Seorang mahasiswa Stikes yang ada di Sibolga mengaku jika buku tabungan berisi bantuan KIP miliknya ditahan oleh pihak kampus. Dia menyebut, pihak kampus juga memaksa agar ikut praktik dengan biaya yang mahal.
Hal itu diceritakan mahasiswa berinisial CH kepada detikcom, Jumat (6/9/2024). CH bercerita, buku tabungan itu ditahan kampus sejak awal dia masuk ke kampus itu.

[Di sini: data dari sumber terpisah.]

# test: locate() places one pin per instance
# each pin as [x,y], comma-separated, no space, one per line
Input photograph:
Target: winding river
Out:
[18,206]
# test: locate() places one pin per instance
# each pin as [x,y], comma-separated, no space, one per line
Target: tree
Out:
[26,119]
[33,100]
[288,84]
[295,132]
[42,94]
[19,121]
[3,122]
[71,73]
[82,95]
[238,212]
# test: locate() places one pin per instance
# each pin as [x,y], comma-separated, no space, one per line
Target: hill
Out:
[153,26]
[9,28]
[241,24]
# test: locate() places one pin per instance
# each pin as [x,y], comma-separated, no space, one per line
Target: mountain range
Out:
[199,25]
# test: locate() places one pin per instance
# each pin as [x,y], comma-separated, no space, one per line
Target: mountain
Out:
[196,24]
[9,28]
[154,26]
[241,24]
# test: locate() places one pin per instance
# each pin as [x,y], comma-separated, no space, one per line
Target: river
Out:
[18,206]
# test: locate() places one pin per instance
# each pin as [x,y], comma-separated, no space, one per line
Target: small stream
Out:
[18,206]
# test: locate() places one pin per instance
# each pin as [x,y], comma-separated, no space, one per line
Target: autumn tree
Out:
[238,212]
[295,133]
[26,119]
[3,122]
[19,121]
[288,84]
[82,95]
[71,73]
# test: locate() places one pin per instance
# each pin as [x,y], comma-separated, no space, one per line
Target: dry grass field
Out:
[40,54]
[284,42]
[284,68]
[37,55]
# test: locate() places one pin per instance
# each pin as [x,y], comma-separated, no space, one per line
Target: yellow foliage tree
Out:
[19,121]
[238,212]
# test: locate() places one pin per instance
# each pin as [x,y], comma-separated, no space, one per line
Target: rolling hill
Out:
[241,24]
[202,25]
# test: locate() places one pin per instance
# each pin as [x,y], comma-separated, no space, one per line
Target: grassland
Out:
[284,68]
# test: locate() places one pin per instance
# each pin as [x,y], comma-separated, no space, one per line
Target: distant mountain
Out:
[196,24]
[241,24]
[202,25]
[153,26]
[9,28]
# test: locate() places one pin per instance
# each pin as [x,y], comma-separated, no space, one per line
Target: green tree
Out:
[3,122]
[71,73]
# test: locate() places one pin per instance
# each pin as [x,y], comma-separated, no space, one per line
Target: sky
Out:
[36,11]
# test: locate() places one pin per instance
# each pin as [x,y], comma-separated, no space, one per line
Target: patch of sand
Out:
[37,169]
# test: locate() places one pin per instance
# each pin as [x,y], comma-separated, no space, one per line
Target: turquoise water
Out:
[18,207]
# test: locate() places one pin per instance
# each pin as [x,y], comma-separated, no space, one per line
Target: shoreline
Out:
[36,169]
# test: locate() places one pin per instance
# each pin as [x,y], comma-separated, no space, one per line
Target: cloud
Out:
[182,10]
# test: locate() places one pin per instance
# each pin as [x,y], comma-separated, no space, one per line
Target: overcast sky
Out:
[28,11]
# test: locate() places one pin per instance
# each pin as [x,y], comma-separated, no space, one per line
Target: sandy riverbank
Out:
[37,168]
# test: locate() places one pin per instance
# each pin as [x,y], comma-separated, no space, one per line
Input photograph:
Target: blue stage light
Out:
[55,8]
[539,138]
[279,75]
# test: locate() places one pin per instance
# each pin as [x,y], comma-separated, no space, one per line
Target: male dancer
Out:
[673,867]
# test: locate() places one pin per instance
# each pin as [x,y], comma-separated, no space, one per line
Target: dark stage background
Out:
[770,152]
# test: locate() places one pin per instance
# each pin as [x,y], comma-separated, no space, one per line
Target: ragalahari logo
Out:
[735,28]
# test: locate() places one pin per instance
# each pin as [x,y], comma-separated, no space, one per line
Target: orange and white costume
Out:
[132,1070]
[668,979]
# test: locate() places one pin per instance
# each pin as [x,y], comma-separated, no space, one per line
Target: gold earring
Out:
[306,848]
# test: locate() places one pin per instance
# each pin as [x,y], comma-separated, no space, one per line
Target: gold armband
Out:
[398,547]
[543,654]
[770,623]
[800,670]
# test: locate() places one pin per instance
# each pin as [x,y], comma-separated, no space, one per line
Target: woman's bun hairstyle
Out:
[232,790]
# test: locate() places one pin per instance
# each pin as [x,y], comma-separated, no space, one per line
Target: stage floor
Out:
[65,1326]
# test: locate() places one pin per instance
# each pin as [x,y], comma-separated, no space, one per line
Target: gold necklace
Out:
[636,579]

"Saya angkatan 2020, yang mana pada saat itu wabah COVID-19. Dari semester 1-2 kami belajar via online. Saya penerima KIP Kuliah. Kami tidak mempunyai ATM melainkan buku tabungan. Setiap semester pemerintah mengirim Rp 4.200.000 ke rekening kami," ucap CH, Jumat (6/9/2024).
SCROLL TO CONTINUE WITH CONTENT
"Dari awal buku tabungan saya dipegang oleh pihak kampus, dengan alasan ketika ada biaya praktik saya tidak lagi menyusahkan orang tua," tuturnya.
Buku tabungan itu, lanjut CH, baru dikembalikan pihak kampus ketika mereka berada di semester 6. Ada sekitar 12 orang penerima KIP kuliah yang buku tabungannya diminta pihak kampus.
Selain itu, CH menyebut pihaknya diminta untuk memberikan uang Rp 3,6 juta untuk kepentingan praktik di Medan. Uang itu kemudian diambil dari tabungan KIP kuliah miliknya.
"Pada saat itu kami memberinya kepada dosen tanpa adanya slip pembayaran (bukti pembayaran) yang kami terima. Karena ketika memberi uang itu pun kami di kereta (motor) dan dosen tersebut ingin pergi," tuturnya.
Saat itu, kata CH, tidak ada kegiatan praktik yang dimaksud. Meski kegiatan praktik tidak berlangsung, uang yang sudah disetor tidak kunjung dikembalikan.
"Ketika ujian semester tiga uang ujian kami dipotong dari Rp 3.600.000 itu. Dan sekarang sisa uang itu Rp 3.100.000," sebut CH.
Setelah itu, CH menyebut dia dan teman-temannya melakukan kuliah kerja nyata (KKN) sebanyak dua kali pada tahun ini.
"Pada saat pulang KKN ke-2, saya dan beberapa teman-teman saya menjumpai Kaprodi untuk meminta saran dan tolong terakhir agar uang ujian kami bisa dipotong dari sisa uang Rp 3.100.000 itu," sebut CH.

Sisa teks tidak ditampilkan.